Decolorization mechanism of ozone: With the vigorous development of molecular biology, microecology extends ecology to molecular level. In fact, both protein and nucleic acid molecules are organic substances, and they are all composed of carbon, hydrogen, oxygen, nitrogen, phosphorus or sulfur (C, N, O, N, P or S). At the same time, the virus capsid is composed of many protein subunits, namely capsid particles. Each shell particle is connected by non-covalent bonds and symmetrically wound together, while protein is composed of multiple chains, and nucleic acid is composed of connected nucleotide chains. Among them,. OH, as a whole, is electrically neutral (R-OH), but if viewed from the inside of the group, part of it has more negative charges (such as oxygen atoms), because this part of the group (R-OH) has “extra” bonding electrons, so it is negatively charged; the other part has more positive charges (such as hydrogen atoms), and this part of the group lacks bonding. If another similar group approaches, the positive and negative charges attract each other to form a weak bond, which is called hydrogen bond. For example, hydrogen bonds are easy to form between groups of polypeptides or between base groups of nucleotides, and between base groups in DNA or RNA molecules. Although a single hydrogen bond is very weak, many hydrogen bonds are together, thus forming a tough cell wall of plant cells.
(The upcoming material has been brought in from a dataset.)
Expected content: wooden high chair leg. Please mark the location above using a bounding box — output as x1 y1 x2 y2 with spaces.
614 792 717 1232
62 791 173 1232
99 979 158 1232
Now look at ozone, which is a strong oxidant with high oxidation potential (2.07ev). All elements with high electronegativity can strongly attract electrons, oxidize each other and reduce themselves. As a result of oxidation, nucleic acid decomposition, protein disintegration, antigen denaturation, detection turned negative, and chromaticity faded out.
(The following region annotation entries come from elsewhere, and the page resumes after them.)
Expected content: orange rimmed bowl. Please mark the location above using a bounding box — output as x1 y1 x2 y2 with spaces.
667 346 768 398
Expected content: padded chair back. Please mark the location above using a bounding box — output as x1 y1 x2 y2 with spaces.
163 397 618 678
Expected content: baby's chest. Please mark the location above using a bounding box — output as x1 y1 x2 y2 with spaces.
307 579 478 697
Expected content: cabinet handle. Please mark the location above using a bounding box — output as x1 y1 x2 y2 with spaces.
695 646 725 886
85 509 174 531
Ozone has a strong ability of decolorization, deodorization and odor removal, and it can produce odor such as chloric acid without adding chlorine agent. It has been reported that when ozone load is l-3mg/mgC (TOC, total organic carbon), almost all colors in water are removed. Generally, raw water has low color, smell and taste, so the dosage of ozone is only L-3 mg/L and the contact time is 10-15 minutes. According to the report, studies in China show that when the chroma of raw water is as high as 1,800-2,500 times and the COD is 1,100-1,800 mg/t, under certain conditions, the decolorization rate reaches 99% within 15 minutes, and the COD removal rate is close to 90%. The important factor affecting ozone decolorization is PH value. According to the research, when the PH value of wastewater decreases, the ozone consumption also decreases, so ozone decoloration is carried out at low pH.. In practical application, if ozone is used to treat groundwater, when iron and manganese are completely oxidized, the consumption ratio to ozone is 0.48mg ozone//mg Fe and 0.88mg ozone//mg Mn respectively. In high concentration Mn+2 water (1.10 mg/L), when the molar ratio of the two is 1:l, the oxidation rate is 95%, while in low concentration Mn+2 water ( A ratio of 0.5 removes more than 90% of the manganese.)